Operativ festigte der Konzern zuletzt seine Basis. Der jährlich wiederkehrende Umsatz stieg auf rund 1,9 Milliarden Dollar. Im jüngsten Quartalsbericht wies das Unternehmen zudem einen Umsatzsprung von 17 Prozent auf 418,4 Millionen Dollar aus. Die Bruttomarge verharrt stabil bei 83 Prozent.

Institutionelle Bewegung

Trotz der aktuellen Erholung ziehen sich einige Großanleger zurück. Der Pensionsfonds CalPERS reduzierte seine Beteiligung im ersten Quartal um mehr als ein Viertel und verkaufte rund 198.000 Anteile. Parallel dazu bleiben Schwergewichte wie Vanguard oder State Street investiert oder bauten ihre Positionen zuletzt sogar aus.

Ende des Sommers legt UiPath die Ergebnisse für das zweite Fiskalquartal 2027 vor.

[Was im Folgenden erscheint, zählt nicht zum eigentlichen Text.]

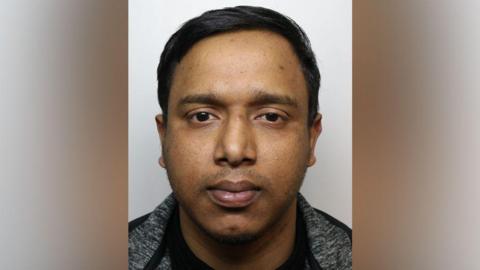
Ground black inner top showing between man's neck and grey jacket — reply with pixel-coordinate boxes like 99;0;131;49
165;207;308;270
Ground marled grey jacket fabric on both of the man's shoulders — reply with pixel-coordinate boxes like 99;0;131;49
128;193;352;270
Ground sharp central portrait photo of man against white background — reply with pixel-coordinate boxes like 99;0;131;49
128;1;352;269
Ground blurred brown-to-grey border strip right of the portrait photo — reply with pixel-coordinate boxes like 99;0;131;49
353;1;480;270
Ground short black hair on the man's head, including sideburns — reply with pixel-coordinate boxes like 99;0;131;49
157;6;320;125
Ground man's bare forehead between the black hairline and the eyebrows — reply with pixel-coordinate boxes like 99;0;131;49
170;30;308;105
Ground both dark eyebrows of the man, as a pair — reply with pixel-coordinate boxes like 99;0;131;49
178;90;298;108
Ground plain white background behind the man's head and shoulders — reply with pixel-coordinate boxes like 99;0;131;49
128;0;352;226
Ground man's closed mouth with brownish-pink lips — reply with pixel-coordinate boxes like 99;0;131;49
207;180;261;209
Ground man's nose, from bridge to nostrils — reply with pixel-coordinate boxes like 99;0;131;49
215;116;257;167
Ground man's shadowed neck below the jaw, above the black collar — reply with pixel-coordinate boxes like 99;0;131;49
180;199;297;269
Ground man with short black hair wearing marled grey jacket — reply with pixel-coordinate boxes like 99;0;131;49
129;6;351;269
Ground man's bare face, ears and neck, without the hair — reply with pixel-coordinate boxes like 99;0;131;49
156;30;321;269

Dann wird sich zeigen, wie schnell Kunden das im Juni gestartete Tool „Maestro Case“ annehmen. Die Software soll helfen, besonders fehleranfällige Arbeitsabläufe in Unternehmen autonom zu steuern. Das Management peilt für das Gesamtjahr einen Umsatz von bis zu 1,781 Milliarden Dollar an.